Protesto em Munique contra regime iraniano reúne 200 mil pessoas

Apoio ao líder oposicionista Reza Pahlavi mobiliza multidão nas ruas da Alemanha.

A manifestação em Munique, convocada por opositores ao regime do Irã, foi apoiada por 200 mil pessoas e teve a presença do líder Reza Pahlavi.
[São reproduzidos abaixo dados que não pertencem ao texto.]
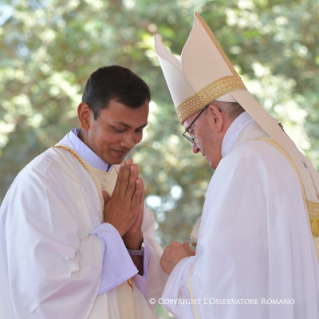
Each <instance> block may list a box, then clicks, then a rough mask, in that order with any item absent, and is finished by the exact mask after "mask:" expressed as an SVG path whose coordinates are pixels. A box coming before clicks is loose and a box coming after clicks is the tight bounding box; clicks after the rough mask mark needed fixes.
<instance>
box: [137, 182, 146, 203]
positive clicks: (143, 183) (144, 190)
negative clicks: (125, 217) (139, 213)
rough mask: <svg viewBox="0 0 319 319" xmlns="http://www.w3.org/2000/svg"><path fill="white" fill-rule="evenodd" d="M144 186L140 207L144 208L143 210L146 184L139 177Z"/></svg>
mask: <svg viewBox="0 0 319 319" xmlns="http://www.w3.org/2000/svg"><path fill="white" fill-rule="evenodd" d="M137 178H138V179H139V180H140V181H141V184H142V194H141V200H140V206H142V208H143V207H144V200H145V188H144V182H143V180H142V179H141V178H139V177H137Z"/></svg>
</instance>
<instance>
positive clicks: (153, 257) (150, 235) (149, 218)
mask: <svg viewBox="0 0 319 319" xmlns="http://www.w3.org/2000/svg"><path fill="white" fill-rule="evenodd" d="M142 231H143V235H144V241H145V246H146V258H144V267H145V265H146V266H148V269H147V278H146V279H147V300H149V299H150V298H154V299H155V300H156V301H157V300H158V299H159V298H160V297H161V294H162V292H163V289H164V286H165V283H166V281H167V275H166V274H165V273H164V272H163V271H162V269H161V266H160V259H161V256H162V253H163V250H162V248H161V246H160V245H159V244H158V243H157V242H156V241H155V238H154V237H155V218H154V215H153V213H152V212H151V211H150V210H149V209H148V208H147V207H146V206H144V218H143V224H142ZM138 285H139V284H138ZM141 290H142V292H143V293H144V295H145V291H143V289H141ZM150 307H151V308H152V309H153V310H154V309H155V307H156V304H154V305H151V304H150Z"/></svg>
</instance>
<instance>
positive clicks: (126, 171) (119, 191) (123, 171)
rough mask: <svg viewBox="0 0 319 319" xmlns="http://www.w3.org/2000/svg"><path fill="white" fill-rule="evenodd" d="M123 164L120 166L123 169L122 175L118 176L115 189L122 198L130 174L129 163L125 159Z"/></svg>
mask: <svg viewBox="0 0 319 319" xmlns="http://www.w3.org/2000/svg"><path fill="white" fill-rule="evenodd" d="M124 165H125V166H123V167H122V169H123V172H122V175H121V176H118V187H117V191H118V193H117V194H118V195H119V196H121V197H122V198H123V199H124V197H125V194H126V192H127V187H128V183H129V180H130V175H131V165H130V164H129V163H127V161H126V163H125V164H124Z"/></svg>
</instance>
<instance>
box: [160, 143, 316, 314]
mask: <svg viewBox="0 0 319 319" xmlns="http://www.w3.org/2000/svg"><path fill="white" fill-rule="evenodd" d="M240 154H241V155H240V156H241V157H240V158H235V160H232V161H227V160H226V159H225V161H223V162H221V163H220V167H218V168H217V170H216V171H215V175H214V177H213V179H212V181H211V183H210V186H209V188H208V191H207V198H206V202H205V205H204V209H203V215H202V222H201V227H200V231H199V241H198V243H197V248H196V256H194V257H189V258H185V259H183V260H182V261H181V262H180V263H179V264H178V265H177V266H176V267H175V269H174V270H173V272H172V273H171V275H170V277H169V279H168V283H167V285H166V287H165V291H164V293H163V297H164V298H167V299H175V300H176V299H178V298H182V299H185V300H189V299H194V300H198V302H199V303H197V304H195V305H194V304H193V305H192V304H189V305H185V304H184V305H181V304H178V303H176V304H171V305H167V308H168V309H169V310H170V311H171V312H173V314H175V315H176V316H177V317H178V318H179V316H181V317H182V318H196V315H195V311H197V313H198V316H199V318H268V315H269V313H271V314H272V316H273V317H274V318H275V317H276V318H279V317H280V318H292V317H294V312H295V311H296V309H297V308H296V307H295V308H294V306H293V305H285V306H278V305H274V306H272V307H268V308H267V305H265V304H262V303H263V300H265V299H266V300H267V298H271V299H272V300H283V299H289V300H290V299H293V300H295V301H296V304H297V303H298V302H299V300H302V297H300V298H298V296H300V293H299V290H301V291H302V289H303V288H301V286H299V287H298V285H299V284H300V285H302V280H300V278H301V277H300V276H301V275H299V274H301V273H302V272H303V270H302V268H301V267H300V266H299V264H298V263H292V262H291V261H292V260H298V261H299V260H304V257H301V256H303V255H302V253H301V252H304V253H306V250H307V247H308V246H309V243H311V236H309V235H308V232H309V225H308V224H307V223H308V221H307V214H306V213H305V210H304V203H303V198H302V194H301V189H300V185H299V184H298V180H297V177H296V176H295V174H294V173H293V171H292V169H291V167H290V166H289V164H288V163H287V162H286V160H285V159H284V158H282V157H279V156H277V155H276V153H275V152H273V154H272V153H271V150H268V149H265V151H264V154H263V156H257V155H255V153H254V151H251V150H250V149H248V150H247V151H246V152H242V153H240ZM235 156H236V154H235ZM278 176H280V178H278ZM296 234H298V235H296ZM309 247H310V246H309ZM313 273H315V272H314V271H313V270H311V271H309V276H310V274H311V275H312V274H313ZM294 276H296V277H297V278H298V279H296V280H294V282H295V284H296V283H298V285H297V284H296V287H294V286H292V284H291V283H292V278H294ZM298 276H299V277H298ZM313 282H315V280H313ZM310 289H312V293H313V295H315V294H316V293H315V283H314V284H313V285H312V286H311V288H310ZM298 307H304V305H301V304H300V305H299V306H298ZM195 308H196V310H195ZM185 309H187V311H186V310H185ZM300 309H302V308H300ZM181 314H182V315H181Z"/></svg>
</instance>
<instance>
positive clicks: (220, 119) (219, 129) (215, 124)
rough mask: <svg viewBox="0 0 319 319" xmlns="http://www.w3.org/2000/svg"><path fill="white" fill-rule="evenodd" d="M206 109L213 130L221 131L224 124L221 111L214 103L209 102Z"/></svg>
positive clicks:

A manifestação em Munique do último sábado (14/2) foi um marco significativo para os apoiadores da oposição iraniana, reunindo um número expressivo de participantes em um ato contra o regime do Irã. Com a presença de Reza Pahlavi, filho do xá deposto, o evento foi organizado pela ONG The Munich Circle, que atua na defesa dos direitos humanos no país.

Contexto do Protesto

O protesto ocorreu em um momento conturbado na história recente do Irã, onde uma onda de manifestações populares foi reprimida com violência, resultando em milhares de mortos. A figura de Pahlavi é controversa, já que ele representa uma era anterior à Revolução Islâmica de 1979, que instituiu um regime teocrático. Este ato em Munique, além de ser um chamado à ação, é emblemático da luta por liberdade e democracia que muitos iranianos desejam ver em seu país.

Detalhes da Manifestações

Segundo estimativas da polícia, cerca de 200 mil pessoas participaram do ato, superando as expectativas da organização, que esperava 100 mil manifestantes. Os participantes carregavam bandeiras do Irã pré-revolucionário e cartazes com o rosto de Pahlavi, clamando por mudanças profundas na estrutura política do país. Durante o evento, Pahlavi fez um apelo direto ao presidente americano Donald Trump, solicitando apoio para a luta do povo iraniano e enfatizando a necessidade de um novo regime no Irã.

Consequências e Futuro

As palavras de Pahlavi ecoaram em um momento em que a tensão entre os EUA e o Irã continua a aumentar. A administração Trump, em resposta aos tumultos internos no Irã e às provocações do regime, mobilizou forças militares na região do Golfo. A situação de instabilidade pode levar a uma escalada no conflito, e os protestos em Munique poderiam ser o catalisador para ações mais decisivas do Ocidente. O futuro do Irã permanece incerto, mas a voz da oposição se torna cada vez mais ressonante em meio ao clamor por justiça e liberdade.

Conclusão

O ato em Munique não é apenas uma manifestação, mas um reflexo da luta por um Irã democrático e secular. A mobilização de 200 mil pessoas demonstra a força da oposição e a necessidade de um diálogo internacional que promova a paz e a estabilidade na região. A história do Irã, marcada por revoluções e tensões políticas, continua a ser escrita, e o clamor por liberdade ecoa além das fronteiras do país.